After the war, prostitutes started to use the ruins to meet their clients; they became known as the "rubble prostitutes". Following complaints, the city fathers wanted to rid the streets of prostitutes. Although opposed by 46 local businessmen, Lord Mayor Arnulf Klett issued building permits to build 4 "dormitories" on the site. Three investors built 3 of the buildings and gave over the management of them to a French couple. The fourth "dormitory" was never built.

The house opened on 17 February 1957 as the "Hotel Garni" and 71 prostitutes moved into the building. It was cited as a "model brothel". Herwig Klawe, the then deputy head of the prostitution department at Stuttgart police, described it as "a role model at home and abroad".

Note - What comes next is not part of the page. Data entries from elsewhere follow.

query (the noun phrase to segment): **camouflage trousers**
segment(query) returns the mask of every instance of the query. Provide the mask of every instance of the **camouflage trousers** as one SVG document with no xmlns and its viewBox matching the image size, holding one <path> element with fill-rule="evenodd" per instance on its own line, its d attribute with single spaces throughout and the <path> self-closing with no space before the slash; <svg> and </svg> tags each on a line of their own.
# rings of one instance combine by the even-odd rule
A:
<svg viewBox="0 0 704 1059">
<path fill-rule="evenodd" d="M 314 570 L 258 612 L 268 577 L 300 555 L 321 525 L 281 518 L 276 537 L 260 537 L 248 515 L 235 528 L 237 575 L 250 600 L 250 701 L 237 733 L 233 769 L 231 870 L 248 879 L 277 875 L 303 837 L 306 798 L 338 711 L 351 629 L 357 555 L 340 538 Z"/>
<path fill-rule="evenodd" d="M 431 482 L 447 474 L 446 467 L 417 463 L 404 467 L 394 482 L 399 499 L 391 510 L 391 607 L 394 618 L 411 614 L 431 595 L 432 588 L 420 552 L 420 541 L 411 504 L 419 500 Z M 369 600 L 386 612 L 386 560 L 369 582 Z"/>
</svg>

The husband of the couple died in 1983 and his wife continued to run the house, including cooking for the prostitutes and selecting new tenants, until old age.

==Interior==
The interior and the condition inside are typical of the era it was built (1957). The rooms, yellow tiled corridors and stairs are rather functional. The twelve-square-meter rooms are equipped with a sink and furnished according to the services offered and the tastes of the tenant. There is a private cafeteria (which is supposed to smell of pure soap), shared bathrooms, showers and sanitary facilities for the residents.

==Operation==
The house was built with municipal support, and the municipality laid down conditions for its operation. The prostitutes must work for themselves and pay a fixed fee to rent the rooms, rather than working for the house and giving them a percentage of earnings. None of the prostitutes could be pimped. As the house is technically a dormitory, there are no club rooms or bar. This helps to keep down complaints about noise and rowdy behaviour.

For security, at the entrance and on each of the floors, supervisors oversee the comings and goings. The rooms all have emergency call buttons.